Ya o meşhur şifre unutma halleri... Her seferinde PTT kapılarına dayanmak, sıra beklemek, bir de o suratı asık memurla göz göze gelmek... E-Devlet, bu dertlere de bir neşter vurdu; kimlik kartımızı telefona yaklaştırıyoruz, o an anlıyor bizi sistem, "Gel bakalım, unuttun mu şifreyi, halledelim," dercesine bir kolaylık sunuyor. T.C. Kimlik Kartı'mızdaki çip, adeta bir anahtar işlevi görüyor, yeni bir şifre belirlemek için o eski çileli yöntemlere veda ettik biz, artık parmağımızın ucunda, NFC'nin büyüsüyle yeni bir kapı aralıyoruz kendimize, ne de olsa dijitalleşmenin nimetleri bunlar... Hızlıca, güvenle, kimseye muhtaç olmadan...
Kimlik doğrulamada NFC'nin gücü, sadece giriş yapmakla sınırlı değil ki, daha derin, daha hassas işlemler için de bir kalkan görevi görüyor bu teknoloji. Hani olur ya, bazı kurumlar mobil imza, elektronik imza ister, sanki karşında duruyormuşsun gibi bir güvence arar... İşte tam da o anlarda, çipli kimlik kartını telefona okuttuğumuzda, sistem bizim "gerçek" kişi olduğumuzu, kartın içindeki bilgileriyle kanıtlar nitelikte bir doğrulama yapıyor, bizi o karmaşık imza süreçlerinden fersah fersah uzaklaştırıyor.
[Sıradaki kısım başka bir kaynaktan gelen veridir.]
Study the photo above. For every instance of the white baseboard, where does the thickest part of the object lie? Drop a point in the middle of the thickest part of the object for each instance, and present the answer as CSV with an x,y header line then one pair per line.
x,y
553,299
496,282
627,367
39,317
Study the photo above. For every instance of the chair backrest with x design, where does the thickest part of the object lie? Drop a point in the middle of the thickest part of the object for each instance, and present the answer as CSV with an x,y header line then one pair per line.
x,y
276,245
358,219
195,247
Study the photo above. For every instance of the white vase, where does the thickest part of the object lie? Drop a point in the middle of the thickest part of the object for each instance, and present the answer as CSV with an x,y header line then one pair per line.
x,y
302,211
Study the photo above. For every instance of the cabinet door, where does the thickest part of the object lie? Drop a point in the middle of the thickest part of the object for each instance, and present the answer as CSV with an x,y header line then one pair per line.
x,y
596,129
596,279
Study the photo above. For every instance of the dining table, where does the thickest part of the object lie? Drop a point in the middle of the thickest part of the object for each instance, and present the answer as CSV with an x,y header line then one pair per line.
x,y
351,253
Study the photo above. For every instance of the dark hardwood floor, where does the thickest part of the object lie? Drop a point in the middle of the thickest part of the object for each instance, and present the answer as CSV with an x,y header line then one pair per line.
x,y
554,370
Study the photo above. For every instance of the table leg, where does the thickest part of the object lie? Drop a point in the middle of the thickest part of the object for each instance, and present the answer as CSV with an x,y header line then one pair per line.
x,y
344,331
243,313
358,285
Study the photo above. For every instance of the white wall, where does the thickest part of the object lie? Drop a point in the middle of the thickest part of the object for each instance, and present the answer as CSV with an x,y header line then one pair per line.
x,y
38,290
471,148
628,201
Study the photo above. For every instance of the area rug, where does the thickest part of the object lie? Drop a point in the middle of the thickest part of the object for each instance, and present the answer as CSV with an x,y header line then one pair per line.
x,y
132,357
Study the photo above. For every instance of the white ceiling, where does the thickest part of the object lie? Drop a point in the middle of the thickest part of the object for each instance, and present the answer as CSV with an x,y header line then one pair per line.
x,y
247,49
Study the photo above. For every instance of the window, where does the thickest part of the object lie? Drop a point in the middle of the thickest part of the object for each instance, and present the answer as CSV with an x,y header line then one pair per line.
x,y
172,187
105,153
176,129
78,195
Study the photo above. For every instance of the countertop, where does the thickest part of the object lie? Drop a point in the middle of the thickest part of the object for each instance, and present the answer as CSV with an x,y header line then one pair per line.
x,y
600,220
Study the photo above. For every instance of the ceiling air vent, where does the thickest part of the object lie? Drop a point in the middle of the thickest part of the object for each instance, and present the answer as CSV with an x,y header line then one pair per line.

Kimlik bilgilerimiz adeta dijital bir mühür gibi basılıyor ekrana, bütün soru işaretleri siliniyor, işlem anında netlik kazanıyor.
Adres değişikliği gibi hayatımızın önemli dönüm noktalarında, nüfus müdürlüğünün o kalabalık koridorlarında saatlerimizi heba etmeye gerek kalmadı, inanın. Artık E-Devlet üzerinden bu işlemi yaparken de NFC devreye giriyor; çipli kimliğimizi telefona yaklaştırıyoruz ve o minik işlemle, yeni ikametgahımızı resmileştirmiş oluyoruz. Sanki kartın içindeki bilgiler, bize "evet, bu kişi gerçekten bu adreste yaşayacak" onayı veriyor, tüm bürokratik engeller tek bir dokunuşla yerle bir oluyor, mis gibi de bir kolaylık sağlamışlar bize... İşte bu, teknolojiyle tanışan vatandaşın yüzündeki gülümseme, başka bir şey değil...
Hani o eski zamanlarda, her belge için kopyalar, çıktılar, imzalar... Şimdi ise dijital dönüşümün en zarif haliyle, NFC teknolojisi, çipli kimlik kartlarımızın içindeki o gizli dünyayı parmaklarımızın ucuna getiriyor, biz de şaşkınlıkla izliyoruz olup biteni. Her bir okutma, bir nevi "tamamdır" onayı gibi, devletin dijital kapılarından içeri buyur edilmek gibi bir his veriyor. Güvenliğin en üst düzeyde sağlandığı bu sistemle, kimlik bilgilerimiz sadece bize özel kalıyor, öyle kolay kolay da kopyalanamıyor ya da kötüye kullanılamıyor, bu da içimizi bir nebze olsun ferahlatıyor, canım... Yeni dünya bu işte, her şey anında, her şey cebimizde.